Pardon de vous dire si peu de choses ; mon cœur est plein, et je voudrais le répandre avec vous ; je voudrais passer un jour entier à vous écrire ; mais les affaires, les travaux, m’emportent ; je n’ai pas un moment, et l’homme du monde qui vous aime le mieux est celui qui vous écrit le moins. L’adorable Émilie vous fait mille compliments.


1085. — À M. DEVAUX[1].

Je vous ai aimé depuis que je vous ai connu, monsieur, et vos mœurs aimables m’ont charmé pour le moins autant que vos talents. Je reconnais les bontés pleines d’attention de Mme de Graffigny au soin qu’elle a eu de vous envoyer une lettre que je reçus de Mme de Bernières il y a quelque temps. Cette lettre détruisait, en effet, les calomnies infâmes que le malheureux abbé Desfontaines avait vomies contre moi, La justice s’est mêlée du soin de le punir, et le lieutenant de police procède actuellement contre lui.

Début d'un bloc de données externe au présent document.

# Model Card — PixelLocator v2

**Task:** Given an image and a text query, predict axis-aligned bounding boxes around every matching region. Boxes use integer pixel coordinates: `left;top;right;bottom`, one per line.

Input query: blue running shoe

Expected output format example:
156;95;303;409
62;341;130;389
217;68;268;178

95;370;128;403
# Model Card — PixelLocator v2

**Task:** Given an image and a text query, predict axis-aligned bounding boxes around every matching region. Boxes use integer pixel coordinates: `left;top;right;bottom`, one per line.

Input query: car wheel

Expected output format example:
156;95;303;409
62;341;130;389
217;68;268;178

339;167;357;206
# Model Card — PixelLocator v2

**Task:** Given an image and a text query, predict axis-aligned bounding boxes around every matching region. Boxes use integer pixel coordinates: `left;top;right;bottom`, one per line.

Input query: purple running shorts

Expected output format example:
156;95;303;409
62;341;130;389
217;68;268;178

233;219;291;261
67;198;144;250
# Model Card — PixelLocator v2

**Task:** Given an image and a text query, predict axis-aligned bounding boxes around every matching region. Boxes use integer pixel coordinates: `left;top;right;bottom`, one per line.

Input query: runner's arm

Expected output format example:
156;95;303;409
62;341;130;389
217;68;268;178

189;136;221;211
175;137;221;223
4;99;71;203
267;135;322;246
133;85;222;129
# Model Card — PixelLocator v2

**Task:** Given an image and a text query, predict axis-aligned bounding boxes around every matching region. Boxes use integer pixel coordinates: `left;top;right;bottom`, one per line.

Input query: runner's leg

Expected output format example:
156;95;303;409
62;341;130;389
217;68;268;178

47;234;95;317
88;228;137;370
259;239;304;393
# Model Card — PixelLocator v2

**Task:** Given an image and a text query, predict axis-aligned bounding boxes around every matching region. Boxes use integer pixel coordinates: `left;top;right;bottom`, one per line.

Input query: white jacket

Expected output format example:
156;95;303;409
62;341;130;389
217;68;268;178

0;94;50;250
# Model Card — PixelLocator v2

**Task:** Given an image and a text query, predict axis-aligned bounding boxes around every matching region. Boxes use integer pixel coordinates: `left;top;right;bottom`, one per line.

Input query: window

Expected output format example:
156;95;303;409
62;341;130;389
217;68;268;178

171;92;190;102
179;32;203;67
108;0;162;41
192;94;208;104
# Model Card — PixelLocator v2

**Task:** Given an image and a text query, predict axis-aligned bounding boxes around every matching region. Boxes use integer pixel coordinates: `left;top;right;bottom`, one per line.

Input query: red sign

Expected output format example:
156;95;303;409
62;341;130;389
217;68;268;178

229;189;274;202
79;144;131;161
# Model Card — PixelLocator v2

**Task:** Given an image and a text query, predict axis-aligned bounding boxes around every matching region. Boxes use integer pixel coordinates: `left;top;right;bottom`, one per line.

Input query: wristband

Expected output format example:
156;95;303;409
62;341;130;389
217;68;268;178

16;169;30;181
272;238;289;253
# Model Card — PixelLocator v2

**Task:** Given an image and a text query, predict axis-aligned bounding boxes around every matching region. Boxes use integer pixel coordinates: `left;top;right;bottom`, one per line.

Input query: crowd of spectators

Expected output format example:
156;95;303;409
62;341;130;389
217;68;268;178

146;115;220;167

Je crois bien qu’il sera difficile de le convaincre, et qu’il échappera à la rigueur des lois ; mais il essuiera le châtiment que le public prononce toujours contre les ingrats et contre les calomniateurs : ce châtiment, c’est l’exécration où il est ; et, quelque abîmé qu’on soit dans le crime, on est toujours

  1. Devaux, cité plus haut comme lecteur du roi de Pologne Stanislas, lettre 1018, dans la note relative à Mme de Graffigny, son amie d’enfance, naquit à Lunéville et fut membre de l’académie de Nancy. On a de lui une comédie en un acte, en prose, jouée au Théâtre-Français en 1752, sous le titre de : les Engagements indiscrets. Il avait reçu, étant jeune, le surnom de Panpan, et c’est ainsi que l’appelle souvent Mme de Graffigny dans ses lettres. Voltaire lui donne le même surnom de société dans quelques lettres de 1750 et de 1751 ; et c’est aussi de cette manière que Devaux est désigné dans plusieurs petites pièces du chevalier de Boufflers.